Мой-то милый, гармонист,
А я песенница.
Он играет, я пою —
У нас весело в краю…
Липа дробно, с увлечением застучала каблуками.
Федоско, видя, что внимание отца привлекла пляска тихонько выпил и весело забарабанил пальцами по столу.
Саша неожиданно свел меха и умолк. Его голова опустилась на гармонь. Безотчетная тоска охватила его с новой силой.
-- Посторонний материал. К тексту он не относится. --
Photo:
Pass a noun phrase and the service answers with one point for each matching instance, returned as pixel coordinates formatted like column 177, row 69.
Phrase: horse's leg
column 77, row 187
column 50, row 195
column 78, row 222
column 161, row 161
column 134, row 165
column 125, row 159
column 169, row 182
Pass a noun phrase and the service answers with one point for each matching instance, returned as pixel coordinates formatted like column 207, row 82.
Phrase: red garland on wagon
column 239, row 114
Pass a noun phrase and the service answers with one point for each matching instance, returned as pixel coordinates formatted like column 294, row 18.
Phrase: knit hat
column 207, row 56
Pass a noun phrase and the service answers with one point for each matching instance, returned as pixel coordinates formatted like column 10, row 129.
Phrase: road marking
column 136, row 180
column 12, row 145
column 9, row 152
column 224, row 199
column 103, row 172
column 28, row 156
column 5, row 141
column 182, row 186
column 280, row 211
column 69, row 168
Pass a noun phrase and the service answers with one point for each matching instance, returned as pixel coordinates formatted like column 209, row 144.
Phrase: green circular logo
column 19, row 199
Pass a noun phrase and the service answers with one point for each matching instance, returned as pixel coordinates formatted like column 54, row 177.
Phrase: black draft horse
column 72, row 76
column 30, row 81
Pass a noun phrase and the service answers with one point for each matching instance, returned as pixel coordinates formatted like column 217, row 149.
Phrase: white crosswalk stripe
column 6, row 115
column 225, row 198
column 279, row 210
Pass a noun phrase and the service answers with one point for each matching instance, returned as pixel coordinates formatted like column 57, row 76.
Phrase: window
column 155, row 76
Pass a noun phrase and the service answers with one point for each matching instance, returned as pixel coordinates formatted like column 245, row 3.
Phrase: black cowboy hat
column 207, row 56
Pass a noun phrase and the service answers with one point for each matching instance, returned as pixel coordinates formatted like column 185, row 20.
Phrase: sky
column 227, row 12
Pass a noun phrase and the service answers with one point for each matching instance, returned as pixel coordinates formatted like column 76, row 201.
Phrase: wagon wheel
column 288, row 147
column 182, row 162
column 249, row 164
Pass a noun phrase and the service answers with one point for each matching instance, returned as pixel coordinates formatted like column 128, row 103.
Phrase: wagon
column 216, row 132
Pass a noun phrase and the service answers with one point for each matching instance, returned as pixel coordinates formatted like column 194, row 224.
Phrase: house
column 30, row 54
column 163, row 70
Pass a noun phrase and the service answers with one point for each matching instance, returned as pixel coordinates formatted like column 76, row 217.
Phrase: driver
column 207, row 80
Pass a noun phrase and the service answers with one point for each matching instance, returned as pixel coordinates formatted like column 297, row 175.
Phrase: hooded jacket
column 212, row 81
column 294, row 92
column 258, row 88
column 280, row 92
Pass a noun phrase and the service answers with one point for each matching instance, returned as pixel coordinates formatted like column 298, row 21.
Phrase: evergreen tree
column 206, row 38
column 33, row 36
«Бросить бы все: этот дом, пьянку, мягкую перину, в которой спал недавно, Федоска, Липу! Уйти в барак, к ребятам, к Грише! Провались все к чертям! Дорогу на стройку я и ночью найду. Приду в общежитие и скажу: «Гриш, подурил я маленько!» Вася Поздняков, комсомольский организатор, пожурит маленько и простит. А кончим строить тракторный, уеду опять в колхоз.
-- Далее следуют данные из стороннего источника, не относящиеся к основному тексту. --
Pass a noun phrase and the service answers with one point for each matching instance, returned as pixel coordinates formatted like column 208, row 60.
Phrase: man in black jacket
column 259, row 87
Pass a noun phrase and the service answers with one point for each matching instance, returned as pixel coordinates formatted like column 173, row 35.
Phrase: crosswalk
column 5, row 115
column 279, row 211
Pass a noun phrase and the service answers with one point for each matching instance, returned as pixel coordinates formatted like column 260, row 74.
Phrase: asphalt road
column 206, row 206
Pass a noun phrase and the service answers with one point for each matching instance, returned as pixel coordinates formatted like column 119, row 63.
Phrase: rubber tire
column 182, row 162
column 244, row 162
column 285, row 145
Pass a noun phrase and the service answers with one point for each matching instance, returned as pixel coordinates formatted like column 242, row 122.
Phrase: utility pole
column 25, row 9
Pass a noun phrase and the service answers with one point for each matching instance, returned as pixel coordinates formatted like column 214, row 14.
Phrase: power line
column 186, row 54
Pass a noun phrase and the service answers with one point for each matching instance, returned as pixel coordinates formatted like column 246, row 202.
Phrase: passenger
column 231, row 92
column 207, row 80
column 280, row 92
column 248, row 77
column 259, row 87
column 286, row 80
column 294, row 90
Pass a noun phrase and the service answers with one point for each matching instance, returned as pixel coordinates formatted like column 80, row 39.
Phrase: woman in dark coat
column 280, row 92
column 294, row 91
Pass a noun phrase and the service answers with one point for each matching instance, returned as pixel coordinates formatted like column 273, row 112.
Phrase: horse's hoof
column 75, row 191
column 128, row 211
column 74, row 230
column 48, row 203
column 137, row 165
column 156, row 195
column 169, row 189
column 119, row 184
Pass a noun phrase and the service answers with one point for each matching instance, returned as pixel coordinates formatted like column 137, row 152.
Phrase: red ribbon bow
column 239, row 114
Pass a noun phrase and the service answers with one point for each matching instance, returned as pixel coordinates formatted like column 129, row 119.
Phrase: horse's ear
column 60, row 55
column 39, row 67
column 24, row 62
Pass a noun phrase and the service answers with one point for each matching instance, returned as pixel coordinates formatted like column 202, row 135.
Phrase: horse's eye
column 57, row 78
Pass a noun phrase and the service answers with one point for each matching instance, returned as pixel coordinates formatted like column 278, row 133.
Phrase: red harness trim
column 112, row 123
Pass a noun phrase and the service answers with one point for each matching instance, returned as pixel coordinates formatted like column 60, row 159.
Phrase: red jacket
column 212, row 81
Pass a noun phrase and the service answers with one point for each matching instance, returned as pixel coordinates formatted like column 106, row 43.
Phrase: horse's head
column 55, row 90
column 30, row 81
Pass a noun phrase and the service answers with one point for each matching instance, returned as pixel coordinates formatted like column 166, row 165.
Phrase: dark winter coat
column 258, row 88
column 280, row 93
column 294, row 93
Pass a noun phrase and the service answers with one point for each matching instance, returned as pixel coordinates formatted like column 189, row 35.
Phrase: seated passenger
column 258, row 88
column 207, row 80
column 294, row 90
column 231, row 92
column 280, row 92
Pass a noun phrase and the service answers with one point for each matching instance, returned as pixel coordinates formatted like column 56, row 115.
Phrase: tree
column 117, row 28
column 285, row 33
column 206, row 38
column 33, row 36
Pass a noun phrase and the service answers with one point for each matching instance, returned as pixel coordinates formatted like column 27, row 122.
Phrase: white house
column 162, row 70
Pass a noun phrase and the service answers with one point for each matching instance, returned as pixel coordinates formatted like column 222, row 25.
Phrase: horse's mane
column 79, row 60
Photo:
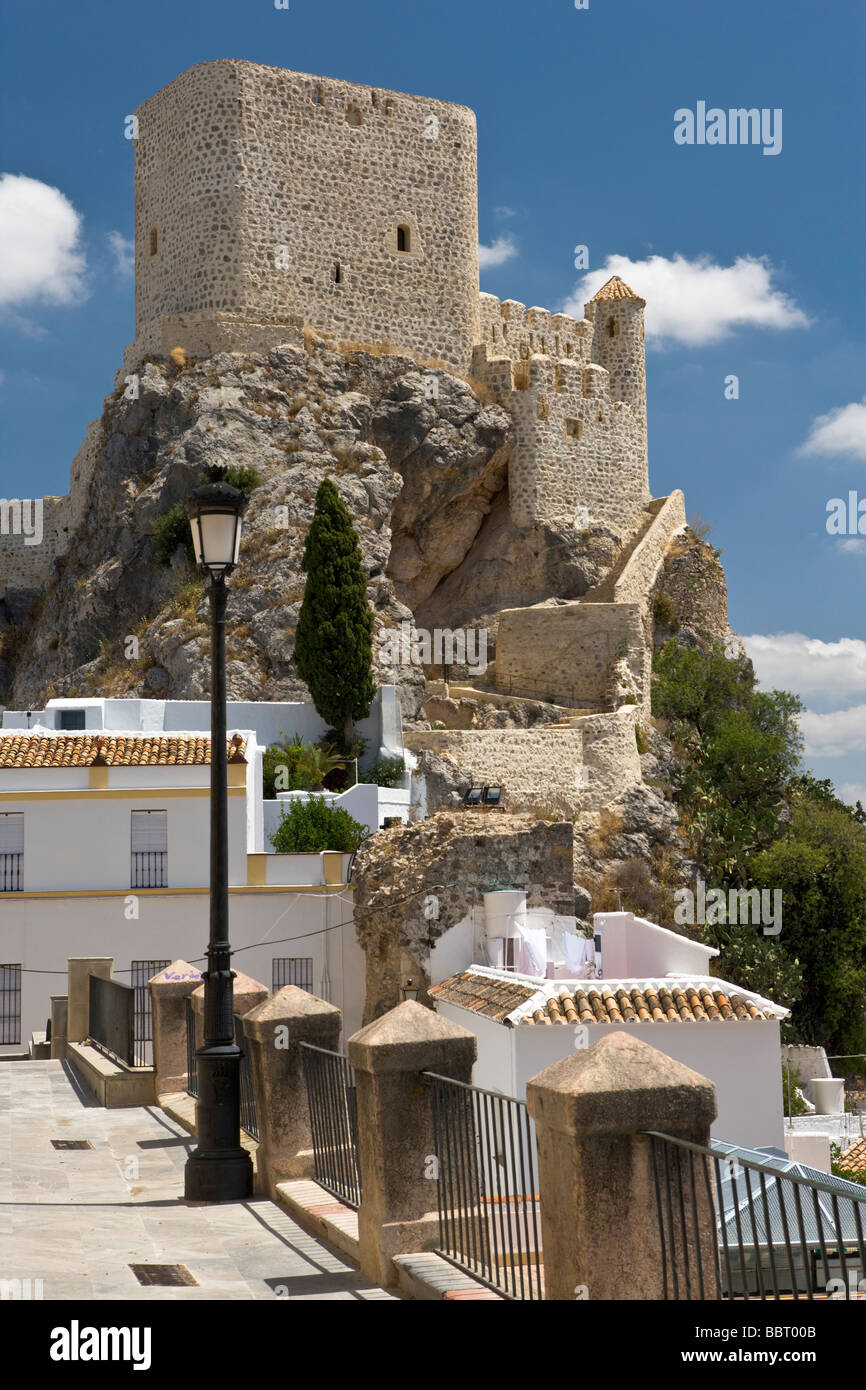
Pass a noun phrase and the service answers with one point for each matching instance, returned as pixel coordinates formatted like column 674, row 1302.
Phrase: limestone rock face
column 694, row 594
column 414, row 883
column 295, row 416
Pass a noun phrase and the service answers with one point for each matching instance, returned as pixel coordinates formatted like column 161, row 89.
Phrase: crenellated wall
column 267, row 199
column 577, row 394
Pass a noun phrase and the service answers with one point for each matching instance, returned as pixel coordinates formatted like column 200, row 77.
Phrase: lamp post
column 218, row 1169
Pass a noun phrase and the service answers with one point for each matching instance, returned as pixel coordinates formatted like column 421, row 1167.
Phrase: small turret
column 616, row 314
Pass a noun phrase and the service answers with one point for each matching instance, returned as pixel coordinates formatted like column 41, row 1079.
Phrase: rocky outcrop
column 690, row 595
column 416, row 883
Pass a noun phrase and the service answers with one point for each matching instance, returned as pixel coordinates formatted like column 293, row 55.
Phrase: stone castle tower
column 267, row 200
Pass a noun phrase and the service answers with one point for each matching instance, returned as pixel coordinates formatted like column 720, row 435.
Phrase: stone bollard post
column 59, row 1025
column 599, row 1214
column 246, row 994
column 168, row 993
column 274, row 1032
column 78, row 993
column 398, row 1214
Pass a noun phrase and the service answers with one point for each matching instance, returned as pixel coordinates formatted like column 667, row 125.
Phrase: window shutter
column 149, row 831
column 11, row 833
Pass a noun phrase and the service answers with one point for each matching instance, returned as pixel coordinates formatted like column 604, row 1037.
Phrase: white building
column 655, row 983
column 104, row 847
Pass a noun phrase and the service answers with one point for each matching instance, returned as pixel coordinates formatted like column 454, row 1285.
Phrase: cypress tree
column 334, row 638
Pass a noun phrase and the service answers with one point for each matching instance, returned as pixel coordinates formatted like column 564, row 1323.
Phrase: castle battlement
column 510, row 330
column 267, row 200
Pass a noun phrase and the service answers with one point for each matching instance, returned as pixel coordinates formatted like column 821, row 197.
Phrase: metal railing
column 141, row 972
column 485, row 1169
column 765, row 1233
column 10, row 1004
column 332, row 1101
column 111, row 1027
column 249, row 1121
column 149, row 869
column 192, row 1073
column 10, row 872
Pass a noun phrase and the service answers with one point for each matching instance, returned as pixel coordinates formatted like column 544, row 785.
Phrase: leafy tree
column 170, row 531
column 740, row 749
column 334, row 638
column 385, row 772
column 820, row 868
column 312, row 826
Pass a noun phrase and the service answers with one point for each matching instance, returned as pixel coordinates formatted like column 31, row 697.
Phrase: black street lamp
column 218, row 1169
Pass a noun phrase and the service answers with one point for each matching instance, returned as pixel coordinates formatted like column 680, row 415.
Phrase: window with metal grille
column 149, row 849
column 11, row 851
column 10, row 1004
column 71, row 719
column 292, row 970
column 141, row 972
— О чем, добрый молодец, задумался? — услышал Саша над ухом вкрадчивый голос Сидора. — На-ко, друг, выпей, не кручинься, — отец Федосея подал Саше стакан. Тот подержал его в руке, раздумывая: пить или не пить.
— Опрокинь, милок.
Балашов поднес ко рту, помедлил и выпил. Довольный Сидор подал ему на вилке соленой капусты.
— Закуси.
Через час на столе появилась вторая бутылка. Федоско лежал уже на лавке и мычал:
— Рро-ди-тель, Сашка парень верр-ный.
Опьяневший Скворцов, обнимая за плечо Балашова, говорил, с трудом ворочая языком:
— Крестьянин знал раньше один плуг. Так или нет? Так, и на мельницах было завозно[27]. Теперь выдумали колхозы, а мельницы стоят? Стоят. Потому, что помолу нет! А отчего? — Сидор рыгнул и осоловело посмотрел на собеседника. — Оттого, что раньше мужик дорожил каждым часом, а теперь — все обчее. Можно и бока погреть. Ты вот что, — старый Скворцов подвинулся ближе. — Пособи-ко нашим ребятам колышки на промплощадке повыдергивать, что поставили ученые люди. Дело пустяковое: пока Федоско будет орудовать, ты постой на стреме. А потом можно петуха и на седьмой участок пустить. На-ка, выпей! — хозяин сунул в ослабевшую руку гостя стакан с вином. Саша пил глотками. Покачнувшись, упал на гармонь. Та издала жалобный звук.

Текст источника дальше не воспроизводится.